16 avril 2018

« Un spectacle ». Voire « un vacarme ». Et assurément un « sentiment de confusion », une « impression de fouillis, de brouillon. Tout sauf la clarté. »

Secrétaire général-adjoint des Républicains chargé du porte-parolat, Geoffroy Didier n'a pas apprécié le contenu de l'interview télévisée du président de la République, dimanche soir.

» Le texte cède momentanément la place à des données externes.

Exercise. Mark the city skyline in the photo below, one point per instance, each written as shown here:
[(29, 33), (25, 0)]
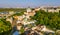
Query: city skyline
[(26, 3)]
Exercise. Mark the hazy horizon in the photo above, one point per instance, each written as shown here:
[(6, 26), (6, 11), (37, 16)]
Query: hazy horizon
[(26, 3)]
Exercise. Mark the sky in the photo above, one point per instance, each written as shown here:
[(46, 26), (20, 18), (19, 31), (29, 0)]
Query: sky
[(28, 3)]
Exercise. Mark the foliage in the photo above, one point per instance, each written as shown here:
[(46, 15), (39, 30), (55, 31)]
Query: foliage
[(51, 20), (4, 26)]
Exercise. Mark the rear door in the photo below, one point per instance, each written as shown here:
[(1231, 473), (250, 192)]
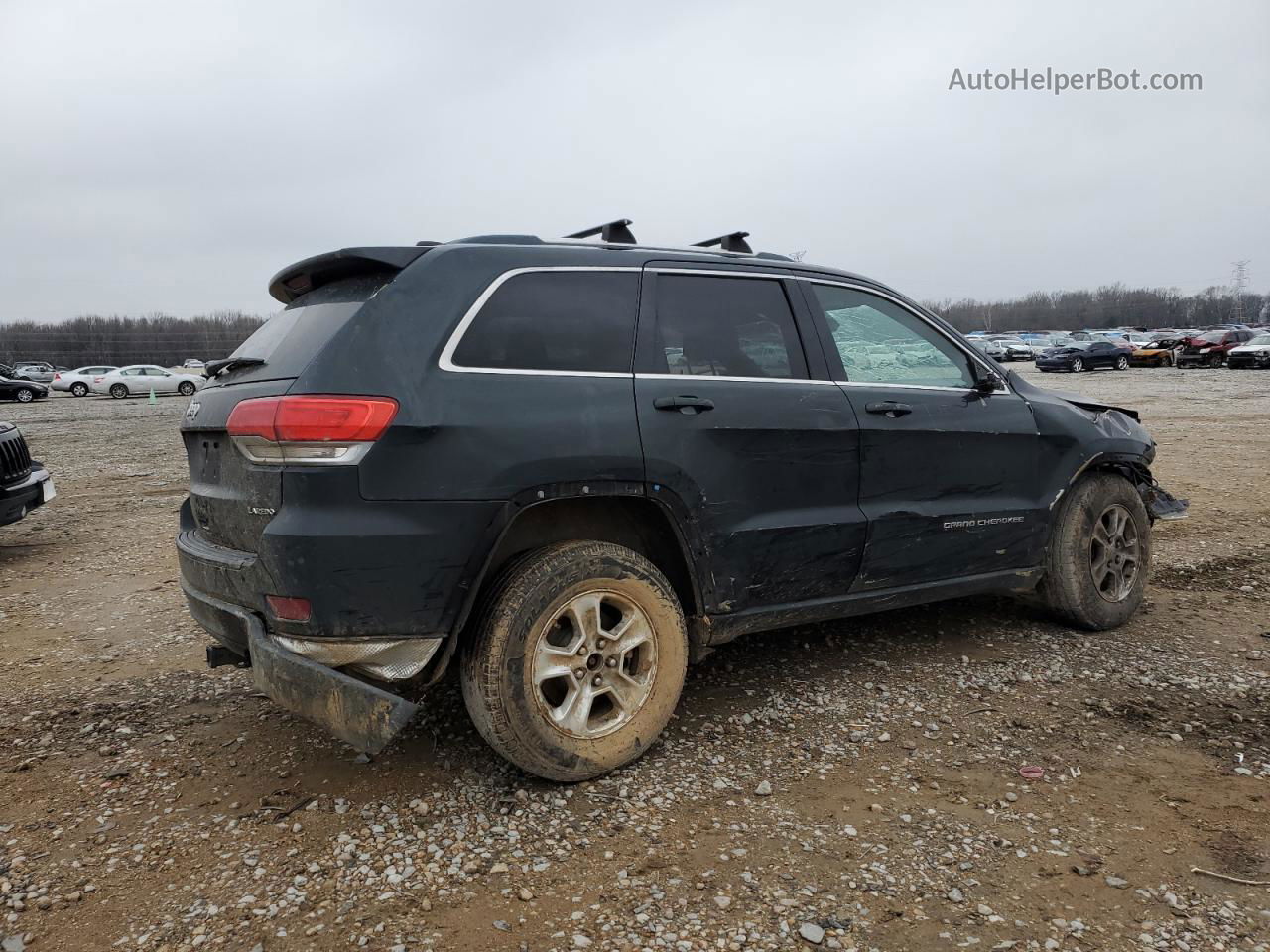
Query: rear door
[(948, 475), (757, 456)]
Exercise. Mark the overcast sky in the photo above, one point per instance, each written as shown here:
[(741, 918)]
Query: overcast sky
[(171, 157)]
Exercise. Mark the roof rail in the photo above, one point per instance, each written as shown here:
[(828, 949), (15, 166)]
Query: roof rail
[(735, 241), (615, 232)]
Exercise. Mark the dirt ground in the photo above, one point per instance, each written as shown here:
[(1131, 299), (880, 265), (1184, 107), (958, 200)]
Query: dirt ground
[(852, 784)]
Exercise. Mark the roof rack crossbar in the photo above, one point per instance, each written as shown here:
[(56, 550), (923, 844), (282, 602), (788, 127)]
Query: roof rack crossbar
[(613, 231), (735, 241)]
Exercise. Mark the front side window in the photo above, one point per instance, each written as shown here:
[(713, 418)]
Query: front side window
[(880, 341), (571, 321), (717, 326)]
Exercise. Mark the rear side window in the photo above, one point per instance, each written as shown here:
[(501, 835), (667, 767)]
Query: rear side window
[(716, 326), (564, 321)]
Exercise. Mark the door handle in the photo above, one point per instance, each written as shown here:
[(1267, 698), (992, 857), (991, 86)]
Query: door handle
[(689, 405), (889, 408)]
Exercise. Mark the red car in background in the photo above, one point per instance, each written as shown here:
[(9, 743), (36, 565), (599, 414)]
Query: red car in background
[(1210, 349)]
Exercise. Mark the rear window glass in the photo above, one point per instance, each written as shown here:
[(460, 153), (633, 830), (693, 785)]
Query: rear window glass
[(725, 327), (572, 321), (289, 340)]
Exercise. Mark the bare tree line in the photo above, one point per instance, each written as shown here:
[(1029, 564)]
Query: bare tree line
[(167, 340), (1107, 306), (154, 338)]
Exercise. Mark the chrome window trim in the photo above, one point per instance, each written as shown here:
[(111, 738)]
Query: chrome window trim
[(447, 356), (971, 353), (445, 361), (737, 380)]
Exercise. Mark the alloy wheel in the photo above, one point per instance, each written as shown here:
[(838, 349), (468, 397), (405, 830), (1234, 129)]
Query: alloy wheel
[(1114, 553), (594, 664)]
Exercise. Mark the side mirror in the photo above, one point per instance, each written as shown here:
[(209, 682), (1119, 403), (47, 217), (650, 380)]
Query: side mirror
[(989, 384)]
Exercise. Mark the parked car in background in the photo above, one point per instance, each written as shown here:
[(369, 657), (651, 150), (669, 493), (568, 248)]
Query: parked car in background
[(22, 390), (24, 483), (1016, 348), (1209, 349), (80, 381), (1079, 356), (1161, 352), (988, 348), (37, 371), (1254, 353), (139, 380)]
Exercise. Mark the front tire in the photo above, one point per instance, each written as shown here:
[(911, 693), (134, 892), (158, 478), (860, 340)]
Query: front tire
[(576, 660), (1098, 553)]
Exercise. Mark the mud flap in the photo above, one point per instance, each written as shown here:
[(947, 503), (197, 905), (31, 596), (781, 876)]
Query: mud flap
[(356, 712), (1161, 504)]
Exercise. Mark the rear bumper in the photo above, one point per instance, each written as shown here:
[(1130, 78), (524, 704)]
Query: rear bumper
[(21, 498), (362, 715)]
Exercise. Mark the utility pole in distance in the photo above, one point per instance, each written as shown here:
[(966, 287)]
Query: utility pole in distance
[(1239, 277)]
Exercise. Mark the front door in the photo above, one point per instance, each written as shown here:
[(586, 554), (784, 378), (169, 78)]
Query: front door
[(760, 461), (948, 474)]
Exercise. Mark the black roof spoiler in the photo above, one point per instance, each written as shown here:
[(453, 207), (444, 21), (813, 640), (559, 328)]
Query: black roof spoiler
[(303, 277)]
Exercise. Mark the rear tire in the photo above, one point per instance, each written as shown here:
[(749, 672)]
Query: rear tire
[(1089, 581), (553, 613)]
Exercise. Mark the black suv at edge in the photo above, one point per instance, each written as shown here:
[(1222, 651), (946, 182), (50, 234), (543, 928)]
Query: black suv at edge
[(574, 466), (24, 483)]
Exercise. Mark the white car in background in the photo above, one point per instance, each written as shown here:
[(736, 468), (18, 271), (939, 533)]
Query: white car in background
[(80, 380), (140, 379)]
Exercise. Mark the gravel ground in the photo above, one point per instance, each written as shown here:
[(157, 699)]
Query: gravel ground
[(843, 785)]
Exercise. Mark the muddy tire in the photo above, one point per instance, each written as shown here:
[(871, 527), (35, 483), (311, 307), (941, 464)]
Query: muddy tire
[(1098, 553), (576, 660)]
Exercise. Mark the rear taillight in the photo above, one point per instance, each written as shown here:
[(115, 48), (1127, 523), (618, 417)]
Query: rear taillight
[(308, 428)]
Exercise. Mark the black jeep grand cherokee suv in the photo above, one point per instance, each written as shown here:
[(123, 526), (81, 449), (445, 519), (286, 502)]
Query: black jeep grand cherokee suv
[(572, 466), (24, 483)]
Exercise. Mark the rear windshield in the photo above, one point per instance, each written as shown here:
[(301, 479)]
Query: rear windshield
[(289, 340)]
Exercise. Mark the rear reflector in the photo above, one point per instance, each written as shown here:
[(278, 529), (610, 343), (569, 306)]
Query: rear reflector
[(291, 610), (309, 428)]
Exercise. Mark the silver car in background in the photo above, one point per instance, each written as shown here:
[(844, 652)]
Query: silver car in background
[(80, 380), (140, 380)]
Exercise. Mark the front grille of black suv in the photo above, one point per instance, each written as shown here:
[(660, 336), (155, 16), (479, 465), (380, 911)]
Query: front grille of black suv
[(14, 457)]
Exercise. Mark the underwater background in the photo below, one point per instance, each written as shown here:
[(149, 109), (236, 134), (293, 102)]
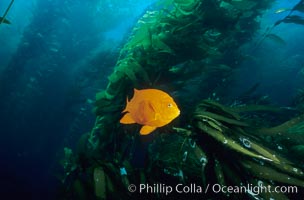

Sur la forme il estime que ce « grand spectacle » était plus à l'avantage des deux journalistes.

« Tous ceux qui ont regardé cette émission et qui étaient en attente de réponses concrètes comme les retraités qui voient leur pouvoir d'achat ponctionné, tous ceux qui ont peur du terrorisme, ceux qui réalisent que la dette ne baisse pas et que les dépenses publiques augmentent auraient aimé, plutôt qu'un spectacle, un véritable moment de pédagogie avec un président apaisé, déterminé et avec de véritables réponses. C'était tout sauf clair », tacle le député européen "les Républicains" pour qui cette interview était « un bon moment pour les deux journalistes, pour leurs statut, notoriété et popularité mais pas pour le chef de l'État. »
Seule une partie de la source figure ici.